I've heard more than a couple stories about people suffering fish loss after feeding live foods, especially creepy-crawlies from LFS's


----------



## pnchowdary (Jul 27, 2006)

You also get frozen live food from stores like petsmart. You can thaw it with hot water and feed it to the fish. Its as good as live food.


----------



## furballi (Feb 2, 2007)

Combine a variety of stuffs...Tetramin, HBH Betta bites and Tetra Colorbits soaked in water until soft, earthworm (clean gut first), and boiled shrimps. The food particles should be large enough for consumption by the smallest tetra.


----------



## Steven_Chong (Mar 17, 2005)

ADA AP-2

Tokyo Aquaforest lets you pull tickets out of a box for every 30 bucks or so you spend. If you draw a ticket with a number on it, you get some nice prizes. I pulled a 1 once and ended up with $100 worth of free aquarium equipment. The super-grand prize is a SOLAR I system. O.O

If you pull a ticket with no number, you get the booby prize-- a packet of ADA fish food. Lets just say my fish will be eating gourmet for years to come . . . :heh:


----------



## Philip C (Jan 1, 2007)

I just bought a bottle of New Life Spectrum, it seems expensive at first but if you look it at Net Wt. it comes with much more than the equivalently priced flake food. So far my fish are loving it. As for the copper sulfate listed, this is day 3 that I have been feeding it directly to some ghost shrimp I have in a small plastic container.
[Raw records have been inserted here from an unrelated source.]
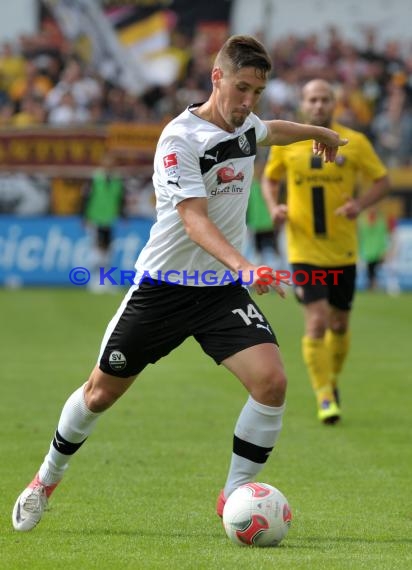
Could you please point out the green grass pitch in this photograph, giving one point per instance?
(141, 492)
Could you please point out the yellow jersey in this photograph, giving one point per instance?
(315, 189)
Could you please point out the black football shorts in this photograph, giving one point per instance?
(155, 317)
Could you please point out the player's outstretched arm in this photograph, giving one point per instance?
(326, 142)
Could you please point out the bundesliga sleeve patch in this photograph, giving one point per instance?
(171, 168)
(170, 160)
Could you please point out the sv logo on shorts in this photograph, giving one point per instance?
(117, 360)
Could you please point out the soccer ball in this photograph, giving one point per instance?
(257, 514)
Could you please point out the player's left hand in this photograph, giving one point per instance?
(328, 144)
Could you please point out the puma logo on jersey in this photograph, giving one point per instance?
(266, 327)
(175, 182)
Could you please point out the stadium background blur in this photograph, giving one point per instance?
(82, 79)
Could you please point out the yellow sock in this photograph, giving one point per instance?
(317, 359)
(337, 345)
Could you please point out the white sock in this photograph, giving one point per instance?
(75, 424)
(256, 432)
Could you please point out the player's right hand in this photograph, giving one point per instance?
(279, 214)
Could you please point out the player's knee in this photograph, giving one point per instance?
(99, 398)
(271, 389)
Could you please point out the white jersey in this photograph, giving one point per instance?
(195, 158)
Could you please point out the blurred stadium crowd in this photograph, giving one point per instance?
(44, 80)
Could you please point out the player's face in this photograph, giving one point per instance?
(317, 105)
(238, 93)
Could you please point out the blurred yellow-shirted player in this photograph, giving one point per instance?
(320, 214)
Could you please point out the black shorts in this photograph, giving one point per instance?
(155, 317)
(336, 284)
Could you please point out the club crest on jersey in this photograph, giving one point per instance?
(244, 144)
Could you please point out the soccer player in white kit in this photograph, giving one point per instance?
(190, 276)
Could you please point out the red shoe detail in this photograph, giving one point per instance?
(37, 483)
(220, 504)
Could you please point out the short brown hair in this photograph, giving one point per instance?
(244, 51)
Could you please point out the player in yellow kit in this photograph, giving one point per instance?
(322, 204)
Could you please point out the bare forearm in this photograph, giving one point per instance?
(287, 132)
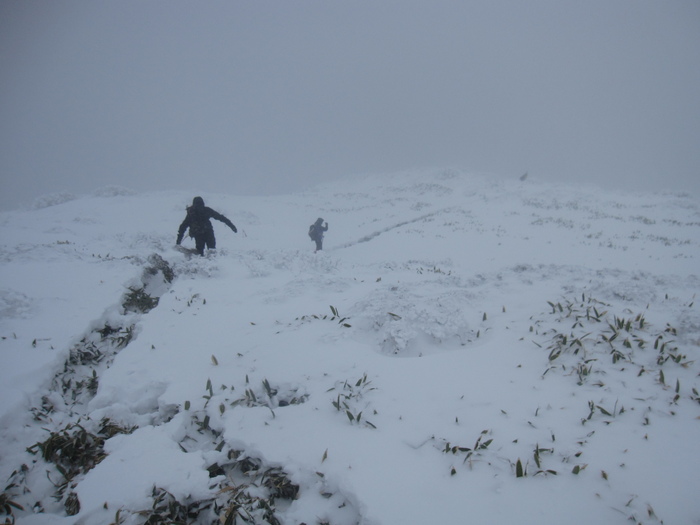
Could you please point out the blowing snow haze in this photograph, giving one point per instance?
(271, 97)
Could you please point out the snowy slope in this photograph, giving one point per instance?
(462, 350)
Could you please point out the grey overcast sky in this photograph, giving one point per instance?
(260, 97)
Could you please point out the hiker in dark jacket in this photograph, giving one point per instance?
(197, 220)
(316, 233)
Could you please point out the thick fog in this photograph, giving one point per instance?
(255, 97)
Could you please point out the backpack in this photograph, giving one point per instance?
(199, 222)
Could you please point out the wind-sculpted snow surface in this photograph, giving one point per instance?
(462, 350)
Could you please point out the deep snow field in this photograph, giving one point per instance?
(464, 350)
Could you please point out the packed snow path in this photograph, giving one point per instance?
(502, 351)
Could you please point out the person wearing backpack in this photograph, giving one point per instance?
(316, 233)
(197, 220)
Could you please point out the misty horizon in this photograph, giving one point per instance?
(269, 98)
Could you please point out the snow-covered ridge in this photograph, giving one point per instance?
(462, 348)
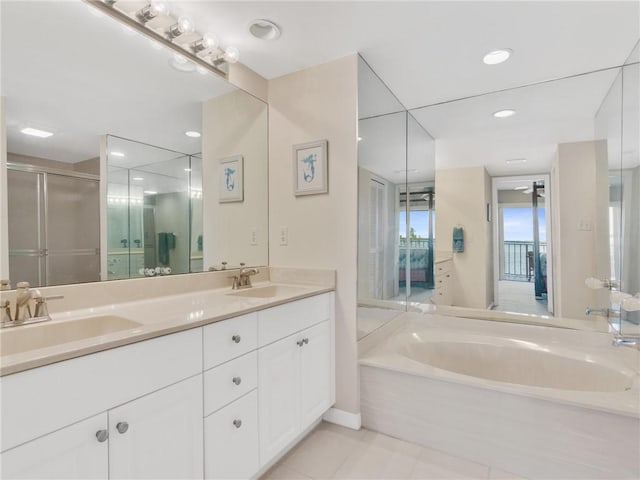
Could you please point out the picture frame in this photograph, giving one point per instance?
(310, 168)
(231, 179)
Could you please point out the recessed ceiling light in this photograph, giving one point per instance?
(497, 56)
(36, 133)
(504, 113)
(264, 29)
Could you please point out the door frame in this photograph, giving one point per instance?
(496, 183)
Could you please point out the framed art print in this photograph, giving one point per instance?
(310, 168)
(231, 180)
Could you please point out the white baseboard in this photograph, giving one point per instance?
(343, 418)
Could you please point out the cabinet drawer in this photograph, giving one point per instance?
(231, 440)
(229, 381)
(279, 322)
(229, 339)
(41, 400)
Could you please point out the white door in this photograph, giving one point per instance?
(79, 451)
(231, 440)
(159, 435)
(315, 373)
(278, 366)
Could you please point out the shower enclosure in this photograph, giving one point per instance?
(54, 225)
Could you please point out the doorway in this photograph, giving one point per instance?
(522, 247)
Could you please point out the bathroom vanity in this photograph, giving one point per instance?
(218, 384)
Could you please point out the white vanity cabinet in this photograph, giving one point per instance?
(295, 380)
(76, 452)
(158, 435)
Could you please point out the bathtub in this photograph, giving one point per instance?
(539, 402)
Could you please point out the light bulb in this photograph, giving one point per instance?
(231, 55)
(207, 42)
(182, 26)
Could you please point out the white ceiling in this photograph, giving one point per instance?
(79, 75)
(431, 51)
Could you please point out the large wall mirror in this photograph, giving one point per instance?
(130, 181)
(396, 201)
(537, 190)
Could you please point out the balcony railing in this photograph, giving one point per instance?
(517, 265)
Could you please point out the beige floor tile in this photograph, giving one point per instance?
(380, 457)
(282, 472)
(322, 453)
(433, 464)
(497, 474)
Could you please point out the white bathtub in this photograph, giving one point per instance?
(540, 402)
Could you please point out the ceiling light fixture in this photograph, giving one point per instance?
(504, 113)
(34, 132)
(497, 56)
(264, 29)
(203, 50)
(151, 11)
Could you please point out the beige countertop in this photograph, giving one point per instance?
(157, 316)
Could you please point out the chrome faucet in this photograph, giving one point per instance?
(243, 279)
(22, 313)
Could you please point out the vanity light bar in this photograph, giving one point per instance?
(204, 53)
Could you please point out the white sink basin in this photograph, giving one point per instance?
(268, 292)
(40, 335)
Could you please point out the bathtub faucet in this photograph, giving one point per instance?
(602, 312)
(627, 341)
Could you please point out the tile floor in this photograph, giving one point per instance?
(334, 452)
(519, 297)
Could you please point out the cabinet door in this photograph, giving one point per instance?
(231, 440)
(159, 435)
(315, 373)
(73, 452)
(278, 371)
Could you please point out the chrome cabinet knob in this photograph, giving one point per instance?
(122, 427)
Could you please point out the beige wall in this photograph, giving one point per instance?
(580, 193)
(235, 124)
(4, 213)
(462, 197)
(314, 104)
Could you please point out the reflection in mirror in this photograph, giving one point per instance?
(154, 197)
(496, 178)
(114, 82)
(395, 206)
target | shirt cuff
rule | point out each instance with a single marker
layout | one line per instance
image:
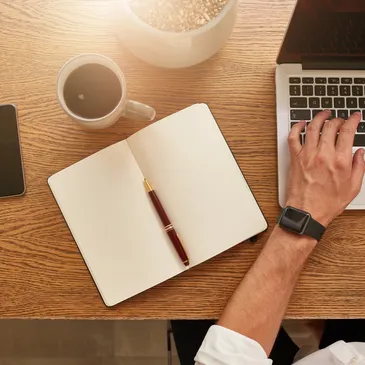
(222, 346)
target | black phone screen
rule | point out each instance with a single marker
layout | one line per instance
(11, 166)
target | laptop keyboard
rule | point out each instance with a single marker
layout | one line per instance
(343, 96)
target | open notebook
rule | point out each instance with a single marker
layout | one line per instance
(113, 221)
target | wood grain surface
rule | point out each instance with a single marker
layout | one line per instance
(42, 274)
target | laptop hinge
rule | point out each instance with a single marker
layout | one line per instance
(333, 64)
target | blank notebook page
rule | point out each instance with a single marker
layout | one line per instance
(195, 175)
(114, 224)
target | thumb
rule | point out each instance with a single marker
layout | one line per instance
(358, 170)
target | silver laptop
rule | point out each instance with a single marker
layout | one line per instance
(321, 65)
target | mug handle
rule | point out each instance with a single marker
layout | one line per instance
(139, 111)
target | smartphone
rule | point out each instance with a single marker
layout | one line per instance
(11, 164)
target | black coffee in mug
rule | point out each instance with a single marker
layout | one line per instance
(92, 91)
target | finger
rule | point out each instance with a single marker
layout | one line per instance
(294, 138)
(347, 133)
(358, 170)
(329, 132)
(314, 129)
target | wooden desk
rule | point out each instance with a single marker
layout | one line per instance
(42, 273)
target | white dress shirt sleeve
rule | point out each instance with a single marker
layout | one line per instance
(222, 346)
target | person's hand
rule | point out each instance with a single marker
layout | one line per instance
(324, 176)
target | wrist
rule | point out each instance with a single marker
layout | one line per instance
(294, 242)
(322, 218)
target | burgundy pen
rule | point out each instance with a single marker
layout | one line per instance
(169, 228)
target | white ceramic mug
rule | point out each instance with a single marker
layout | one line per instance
(125, 108)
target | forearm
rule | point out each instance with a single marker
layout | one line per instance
(257, 307)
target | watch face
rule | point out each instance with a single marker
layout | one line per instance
(295, 220)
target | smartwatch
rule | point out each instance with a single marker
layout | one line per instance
(300, 222)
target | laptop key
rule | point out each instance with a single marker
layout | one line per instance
(346, 80)
(345, 90)
(357, 90)
(361, 127)
(307, 90)
(315, 112)
(294, 90)
(359, 80)
(298, 103)
(326, 103)
(339, 102)
(314, 103)
(294, 80)
(359, 140)
(333, 80)
(320, 90)
(351, 103)
(300, 114)
(332, 90)
(344, 114)
(321, 80)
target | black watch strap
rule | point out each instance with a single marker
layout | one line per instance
(314, 229)
(300, 222)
This test should show some interesting results.
Philip


----------



## eklikewhoa (Jul 24, 2006)

I belive the makers of NLS have stated that the copper is neglible to most inverts and you would probably have to over feed before they die and I think they would die of dirty water before copper poisoning.

My RCS,Amano's and ghost get NLS- growth,H20 tablets and Thera+A


----------



## Philip C (Jan 1, 2007)

Yea I've been throwing way too much food into the shrimp bucket just to make sure they eat tons of it. Its amazing how much the shrimp can pack down. Everyday I've been doing 80 - 100% water changes to make sure the dirty water won't kill them. I want to see if excessive copper feeding will. I will post my results after a month or so of testing.


----------